Despite the positive outlook for Southeast Asia, however, ASEAN integration has yet to deliver a substantial uplift in private equity investment. While there is considerable activity in member countries, industry watchers say it tends to be generated by the same funds that have operated there for years, with GPs that are not already active in the region exhibiting little interest in increasing their participation.
Those GPs that do operate in Southeast Asia tend to share a pragmatic outlook. ASEAN integration has proven a considerable driver of investment opportunities, but openings have also been seen in companies that operate on a global or local scale. Regional integration therefore necessarily plays a part in their considerations, but investment levels are not high enough for it to be the centerpiece of a strategy.
"Our thesis is to invest in companies that are selling within Southeast Asia or that benefit from being based in Southeast Asia," says Eugene Lai, managing director and co-managing partner at Southern Capital Group. "All our portfolio companies sell within Southeast Asia except for one business that is based in Malaysia but sells globally. We have also helped some companies expand into new markets in Southeast Asia. It's a theme we like, but it's not the only theme; we also have purely domestic companies."

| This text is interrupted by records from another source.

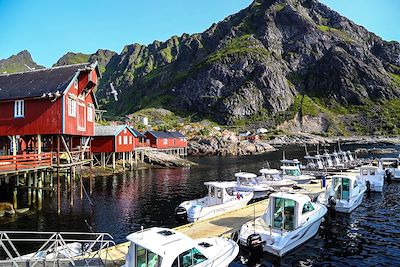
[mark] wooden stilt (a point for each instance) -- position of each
(113, 159)
(58, 177)
(40, 191)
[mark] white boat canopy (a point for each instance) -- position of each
(246, 175)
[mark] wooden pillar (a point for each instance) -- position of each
(123, 160)
(113, 159)
(58, 177)
(28, 179)
(35, 187)
(40, 191)
(81, 180)
(72, 182)
(15, 193)
(131, 160)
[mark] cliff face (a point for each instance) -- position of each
(256, 65)
(21, 62)
(255, 62)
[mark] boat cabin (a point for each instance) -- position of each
(246, 178)
(158, 247)
(291, 170)
(314, 162)
(220, 192)
(344, 187)
(291, 162)
(286, 211)
(270, 174)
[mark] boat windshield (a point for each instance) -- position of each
(342, 188)
(189, 258)
(294, 172)
(283, 214)
(147, 258)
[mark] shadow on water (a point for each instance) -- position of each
(123, 203)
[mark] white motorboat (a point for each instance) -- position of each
(345, 193)
(289, 221)
(249, 182)
(163, 247)
(389, 167)
(294, 173)
(371, 176)
(273, 178)
(222, 197)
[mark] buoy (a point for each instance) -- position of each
(181, 214)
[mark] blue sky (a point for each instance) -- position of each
(50, 28)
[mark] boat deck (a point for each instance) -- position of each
(222, 225)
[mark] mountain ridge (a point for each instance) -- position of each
(261, 64)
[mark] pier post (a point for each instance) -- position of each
(81, 181)
(34, 187)
(15, 193)
(113, 159)
(71, 188)
(58, 176)
(123, 160)
(40, 191)
(29, 184)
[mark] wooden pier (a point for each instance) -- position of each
(222, 225)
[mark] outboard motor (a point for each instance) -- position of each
(332, 204)
(368, 184)
(254, 243)
(181, 214)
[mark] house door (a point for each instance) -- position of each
(81, 117)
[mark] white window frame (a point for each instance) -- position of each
(19, 109)
(71, 107)
(90, 113)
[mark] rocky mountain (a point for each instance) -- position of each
(20, 62)
(292, 64)
(256, 63)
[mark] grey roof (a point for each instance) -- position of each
(166, 135)
(38, 82)
(109, 130)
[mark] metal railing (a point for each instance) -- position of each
(55, 249)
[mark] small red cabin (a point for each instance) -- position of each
(115, 138)
(53, 101)
(164, 139)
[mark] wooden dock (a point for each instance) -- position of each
(222, 225)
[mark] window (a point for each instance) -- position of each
(71, 107)
(146, 258)
(308, 207)
(19, 109)
(90, 113)
(283, 214)
(189, 258)
(219, 193)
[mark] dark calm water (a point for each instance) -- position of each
(370, 236)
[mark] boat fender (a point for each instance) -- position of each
(181, 214)
(368, 186)
(332, 202)
(254, 241)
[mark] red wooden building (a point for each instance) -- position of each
(115, 138)
(164, 139)
(36, 106)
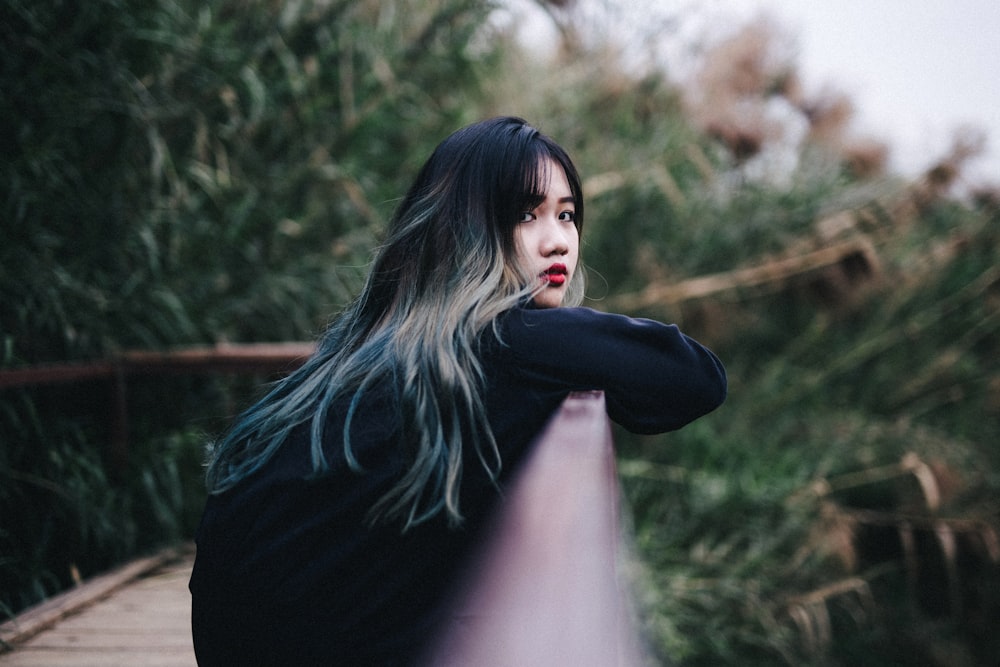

Though the current crop of GPs continues to find opportunities in Southeast Asia, the reluctance of other firms to dip a toe in the water is seen as a sign that the region has yet to mature and reach the level of Asian rivals such as China and India. Further integration could change this - if companies were able to operate across multiple markets and achieve scale, they would become viable targets for pan-Asian and global PE funds - and there is generational optimism that it will happen.
Muse notes that Navis' strategy revolves around finding assets that are not necessarily irresistible now, but that will be by the time the firm looks to sell. "We wouldn't factor AEC into an investment that we'd make today," he says. "But our approach is to buy businesses that strategics will want to acquire, so it is something that will be relevant five years from now after the dropping of some of the tariffs and duties across the various countries. So we're expecting it to be delayed, but in most scenarios to end up being largely implemented."